A flag with NZE words would be better but I only saw a National Anthem version
Now, the truth is that descriptivism isn't really all that friendly to nationalism. After all, nationalism has a meaning of New Zealand (or whatever) so it is ultimately prescriptivist... a properly conservative point of view would consider things by making an honest description at time X and keeping things there. Invariably these are not honest appraisals but that's people for you. But I really don't think that it is an honourable endeavour to thrust a meaning at New Zealanders that is done for dubious reasons (i.e. we must be like them, see also flag change) and ultimately achieves nothing more than communication problems (the change has been picked up). It was not so long ago that some dude at a Top Ten Holiday Park tried to tell me about his football match (or one he watched, I don't recall) and I had to clarify that he didn't mean football. I call soccer soccer not because it would be useful if everyone did (and no-one called anything football) but because soccer is part of New Zealand English as much chilly bin, sweet as and haere mai. Communication is many things, and one of those is recognising that you don't have a right to be understood... although American English is stupid and should die (embrace the hypocrisy).

Also, this.

1 comment:

  1. Look, this wasn't the world's most serious post but I could very easily have made it more serious. The relationship of linguistics and nationalism (or, at least, language) is complex and storied. It is, also, something that I should have been thinking about when I wrote it. Just because you're not serious, that doesn't automatically free you from the heavy baggage.
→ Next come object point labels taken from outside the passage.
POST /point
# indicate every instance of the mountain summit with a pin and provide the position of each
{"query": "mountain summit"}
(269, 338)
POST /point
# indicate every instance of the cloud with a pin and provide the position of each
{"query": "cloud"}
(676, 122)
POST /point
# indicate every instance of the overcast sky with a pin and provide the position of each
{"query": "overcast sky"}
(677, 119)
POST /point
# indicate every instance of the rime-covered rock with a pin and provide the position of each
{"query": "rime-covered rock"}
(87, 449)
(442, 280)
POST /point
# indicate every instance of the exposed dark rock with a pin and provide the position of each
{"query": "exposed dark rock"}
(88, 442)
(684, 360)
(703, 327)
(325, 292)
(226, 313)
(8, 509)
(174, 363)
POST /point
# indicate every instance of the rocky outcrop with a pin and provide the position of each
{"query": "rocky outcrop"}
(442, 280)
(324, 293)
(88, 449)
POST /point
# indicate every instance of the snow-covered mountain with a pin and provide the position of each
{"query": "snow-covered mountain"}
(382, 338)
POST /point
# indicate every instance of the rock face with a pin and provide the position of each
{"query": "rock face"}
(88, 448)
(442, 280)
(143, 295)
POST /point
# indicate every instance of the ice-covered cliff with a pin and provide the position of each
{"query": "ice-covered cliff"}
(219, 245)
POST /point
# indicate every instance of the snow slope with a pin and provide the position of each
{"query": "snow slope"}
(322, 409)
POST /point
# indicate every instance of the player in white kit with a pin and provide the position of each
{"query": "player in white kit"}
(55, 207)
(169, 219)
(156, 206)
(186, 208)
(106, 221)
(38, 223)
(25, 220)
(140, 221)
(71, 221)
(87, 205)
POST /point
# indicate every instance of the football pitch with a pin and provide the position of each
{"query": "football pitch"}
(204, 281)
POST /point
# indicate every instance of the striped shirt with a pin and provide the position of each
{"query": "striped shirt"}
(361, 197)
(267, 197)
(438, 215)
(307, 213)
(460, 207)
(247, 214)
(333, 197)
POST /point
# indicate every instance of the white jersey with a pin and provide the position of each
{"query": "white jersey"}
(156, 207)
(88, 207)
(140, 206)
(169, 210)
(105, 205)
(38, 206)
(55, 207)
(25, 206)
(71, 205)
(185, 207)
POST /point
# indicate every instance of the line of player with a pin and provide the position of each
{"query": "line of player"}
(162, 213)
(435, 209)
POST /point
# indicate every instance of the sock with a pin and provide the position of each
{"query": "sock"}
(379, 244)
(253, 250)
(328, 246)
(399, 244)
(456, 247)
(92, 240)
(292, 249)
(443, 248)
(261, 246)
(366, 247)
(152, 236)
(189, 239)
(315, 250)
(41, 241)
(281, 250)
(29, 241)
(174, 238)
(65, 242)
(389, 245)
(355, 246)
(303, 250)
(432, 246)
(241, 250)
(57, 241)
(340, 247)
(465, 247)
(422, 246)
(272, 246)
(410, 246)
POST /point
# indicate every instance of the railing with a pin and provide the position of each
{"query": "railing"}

    That being said, I was reading this list called "75 Of The Most New Zealand Sayings Ever" and I was thinking stuff like "Well, you never really hear that," "This is from a movie" and "Well, okay, maybe people actually do say this stuff but for Christ's Sake they're hardly "kiwi" [I'd forgotten the title], look at 'ta'!" I mean, read the dialogue quoted in this piece about the (quite brilliant*) Auf Wiedersehen, Pet If you're not convinced, I reckon a lot of New Zealanders would struggle with some of the dialogue... at least until you get familiar with it.

    Anyway, reading that list got me thinking again about the claimative aspects of this linguistic-nationalism-lite... and therefore about this post. There's definitely room to expand this into a proper post, but why do that, eh?

    *Gold Age of television? My arse. Go watch some British stuff from the late '80s and early-mid '90s... then get back to me. Breaking Bad's good, Cracker's better.